Les Binet and Sarah Carter get a little bit angry about some of the nonsense they hear around them… like the vogue for real-time evaluation.
As we write, it's IPA Effectiveness Awards season once again. For the past few months, agencies around the world have been burning the midnight oil writing papers proving the effectiveness of their campaigns in exquisite detail. And now the judges will have their summers ruined by having to wade through 50 or 60 of these 4,000-word tomes.
We have always taken the awards very seriously here at adam&eveDDB, but not everyone is so convinced. "The IPA Awards?" said a planner from a rival agency, recently. "Aren't they a bit out of date? Real-time evaluation is where it's at now."
There does seem to be a growing dissatisfaction with 'traditional' post-campaign evaluation, which critics say is backward-looking and overly intellectual. What we need is evaluation we can act on here and now, they say. Hence the brave new world of real-time planning – all about using 'Big Data' to create 'dashboards' that allow clients and agencies to monitor performance minute by minute, and react accordingly.
"With no longer-term perspective, it becomes hard to monitor and build the long-term, consistent memory structures that are brands"
Leaving aside the fact that most of the planners and journalists who are bandying these sexy new buzzwords about have no idea what 'Big Data' really means, there is some truth in these criticisms of 'old style' evaluation.

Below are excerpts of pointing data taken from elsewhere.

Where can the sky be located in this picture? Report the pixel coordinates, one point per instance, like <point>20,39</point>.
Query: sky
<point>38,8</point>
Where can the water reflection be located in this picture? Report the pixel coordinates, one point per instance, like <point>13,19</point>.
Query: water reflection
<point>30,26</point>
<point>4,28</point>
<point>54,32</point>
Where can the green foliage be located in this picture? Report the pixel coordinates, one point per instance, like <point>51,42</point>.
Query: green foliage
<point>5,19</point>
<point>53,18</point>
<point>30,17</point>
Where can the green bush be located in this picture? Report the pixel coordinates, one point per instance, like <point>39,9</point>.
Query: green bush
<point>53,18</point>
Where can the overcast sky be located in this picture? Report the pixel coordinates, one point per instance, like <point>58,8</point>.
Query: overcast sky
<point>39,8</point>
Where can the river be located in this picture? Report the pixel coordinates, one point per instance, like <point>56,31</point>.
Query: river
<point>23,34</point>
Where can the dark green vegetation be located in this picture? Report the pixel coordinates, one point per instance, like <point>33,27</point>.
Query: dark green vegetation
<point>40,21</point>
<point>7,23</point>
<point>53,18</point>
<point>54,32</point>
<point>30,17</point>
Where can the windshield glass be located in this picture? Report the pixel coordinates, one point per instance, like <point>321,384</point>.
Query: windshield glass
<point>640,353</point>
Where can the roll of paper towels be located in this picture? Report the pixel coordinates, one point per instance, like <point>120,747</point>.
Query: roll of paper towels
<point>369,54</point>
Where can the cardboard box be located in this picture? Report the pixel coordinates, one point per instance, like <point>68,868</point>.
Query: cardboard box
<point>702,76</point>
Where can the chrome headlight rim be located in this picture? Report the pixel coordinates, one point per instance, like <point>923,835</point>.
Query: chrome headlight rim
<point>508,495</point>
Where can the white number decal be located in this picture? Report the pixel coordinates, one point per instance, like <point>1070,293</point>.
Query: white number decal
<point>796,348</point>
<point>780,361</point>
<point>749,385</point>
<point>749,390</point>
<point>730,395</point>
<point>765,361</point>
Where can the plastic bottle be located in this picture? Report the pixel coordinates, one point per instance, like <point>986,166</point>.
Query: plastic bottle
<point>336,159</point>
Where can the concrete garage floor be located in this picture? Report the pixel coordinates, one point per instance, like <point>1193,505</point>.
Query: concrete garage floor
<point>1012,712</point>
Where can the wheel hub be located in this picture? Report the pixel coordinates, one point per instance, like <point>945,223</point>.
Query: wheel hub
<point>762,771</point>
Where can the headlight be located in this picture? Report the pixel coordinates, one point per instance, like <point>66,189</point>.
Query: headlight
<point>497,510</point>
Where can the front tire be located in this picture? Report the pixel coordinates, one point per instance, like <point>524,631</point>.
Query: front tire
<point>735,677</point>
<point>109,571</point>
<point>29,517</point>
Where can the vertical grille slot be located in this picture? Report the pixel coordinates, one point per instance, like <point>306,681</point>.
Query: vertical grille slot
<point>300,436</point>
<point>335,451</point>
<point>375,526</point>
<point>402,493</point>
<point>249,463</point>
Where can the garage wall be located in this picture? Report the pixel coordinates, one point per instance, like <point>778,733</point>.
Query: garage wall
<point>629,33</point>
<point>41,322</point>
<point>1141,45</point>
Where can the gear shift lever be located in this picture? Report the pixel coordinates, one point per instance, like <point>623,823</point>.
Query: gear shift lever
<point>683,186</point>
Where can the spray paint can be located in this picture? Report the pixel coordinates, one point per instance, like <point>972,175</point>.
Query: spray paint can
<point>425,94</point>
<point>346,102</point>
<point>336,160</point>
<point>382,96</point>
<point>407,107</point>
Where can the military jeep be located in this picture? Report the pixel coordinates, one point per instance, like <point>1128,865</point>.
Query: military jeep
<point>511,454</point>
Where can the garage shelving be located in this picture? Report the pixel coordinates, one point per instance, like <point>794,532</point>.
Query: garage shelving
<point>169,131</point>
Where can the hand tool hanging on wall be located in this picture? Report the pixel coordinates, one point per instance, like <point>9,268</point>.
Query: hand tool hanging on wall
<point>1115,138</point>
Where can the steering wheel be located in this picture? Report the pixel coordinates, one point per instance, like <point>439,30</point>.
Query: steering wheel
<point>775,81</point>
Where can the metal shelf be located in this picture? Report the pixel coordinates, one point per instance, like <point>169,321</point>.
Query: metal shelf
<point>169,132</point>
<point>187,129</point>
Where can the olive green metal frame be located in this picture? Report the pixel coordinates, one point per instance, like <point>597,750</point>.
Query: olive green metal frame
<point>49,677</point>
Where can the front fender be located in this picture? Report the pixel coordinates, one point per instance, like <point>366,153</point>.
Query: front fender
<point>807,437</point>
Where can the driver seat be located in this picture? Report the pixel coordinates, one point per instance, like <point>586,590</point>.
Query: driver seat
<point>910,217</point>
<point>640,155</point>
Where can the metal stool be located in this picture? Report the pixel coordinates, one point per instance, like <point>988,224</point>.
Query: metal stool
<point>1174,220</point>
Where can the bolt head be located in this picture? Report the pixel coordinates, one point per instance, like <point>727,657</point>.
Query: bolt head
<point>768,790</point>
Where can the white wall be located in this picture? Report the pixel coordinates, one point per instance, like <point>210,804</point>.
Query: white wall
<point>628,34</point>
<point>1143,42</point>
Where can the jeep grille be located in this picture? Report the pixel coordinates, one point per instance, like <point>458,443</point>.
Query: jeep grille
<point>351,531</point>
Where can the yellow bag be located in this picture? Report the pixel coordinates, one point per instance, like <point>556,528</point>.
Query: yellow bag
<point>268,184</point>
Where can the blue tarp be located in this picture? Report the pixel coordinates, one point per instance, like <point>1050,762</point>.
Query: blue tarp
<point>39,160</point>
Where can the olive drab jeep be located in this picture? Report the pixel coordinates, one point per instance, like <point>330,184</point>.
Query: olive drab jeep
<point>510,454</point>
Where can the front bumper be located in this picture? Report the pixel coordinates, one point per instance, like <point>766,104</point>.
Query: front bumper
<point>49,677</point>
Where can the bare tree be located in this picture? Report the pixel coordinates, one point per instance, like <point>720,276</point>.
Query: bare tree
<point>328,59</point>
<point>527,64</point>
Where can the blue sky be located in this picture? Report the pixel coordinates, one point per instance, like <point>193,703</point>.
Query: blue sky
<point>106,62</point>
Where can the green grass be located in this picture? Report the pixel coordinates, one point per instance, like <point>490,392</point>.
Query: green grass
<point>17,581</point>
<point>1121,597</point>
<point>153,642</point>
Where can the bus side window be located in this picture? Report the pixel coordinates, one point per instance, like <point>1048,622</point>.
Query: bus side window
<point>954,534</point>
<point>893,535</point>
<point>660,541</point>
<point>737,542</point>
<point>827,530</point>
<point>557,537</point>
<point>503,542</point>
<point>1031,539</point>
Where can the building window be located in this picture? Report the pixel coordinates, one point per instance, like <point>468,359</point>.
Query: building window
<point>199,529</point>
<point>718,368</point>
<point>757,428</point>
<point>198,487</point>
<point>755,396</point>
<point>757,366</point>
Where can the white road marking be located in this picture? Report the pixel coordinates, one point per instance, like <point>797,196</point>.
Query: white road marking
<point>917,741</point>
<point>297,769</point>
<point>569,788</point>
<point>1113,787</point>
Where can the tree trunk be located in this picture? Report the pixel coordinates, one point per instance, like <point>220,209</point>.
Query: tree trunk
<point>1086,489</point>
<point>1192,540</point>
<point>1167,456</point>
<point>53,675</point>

Too often, it is merely done to win awards or justify budgets; too rarely is it used to inform strategy or improve effectiveness.
But there are dangers associated with the real-time approach too. Recent analysis of the IPA Databank has shown that short-term success metrics are NOT a reliable guide to long-term growth. In fact, focusing on short-term goals can actually reduce clients' long-term profits. The metrics that matter most when it comes to profit simply don't move much in the short term, and so are likely to be ignored when constructing real-time dashboards.
With no longer-term perspective, it becomes hard to monitor and build the long-term, consistent memory structures that are brands. Instead, everything becomes short term, tactical and reactive. Promotions, price cuts and direct-response activity come to the fore, because these yield the big, measurable short-term effects. Brand-building gets neglected. If we immerse ourselves in the here and now, it becomes harder to learn from the past, and it becomes harder to plan for the future. New products and new campaigns often take time to bed in, and can't easily be evaluated against short-term results.
Building a brand is like flying a plane: yes, you need to monitor your instruments (real-time evaluation), but you also need a map to tell you where you're going and where you've been (long-term evaluation). You need both Big Data and Long Data.
Sadly, it seems that Big Data is squeezing Long Data out of the picture. As market research data becomes richer, more detailed and more rapidly updated, databases get bigger and bigger. And keeping long runs of back data is becoming increasingly costly. With clients and agencies focused on today's numbers, and sceptical about what they can learn from the past, research companies are keeping shorter and shorter runs of data. If this goes on, we soon won't be able to do much long-run analysis at all.
One criticism of the reckless young traders during the recent banking crisis was that 'they knew too much maths and not enough history'. Let's hope our industry doesn't go the same way. Perhaps we should take a leaf out of Google Books. Its database allows users to search within texts going back to 1500. Now that's what we call data.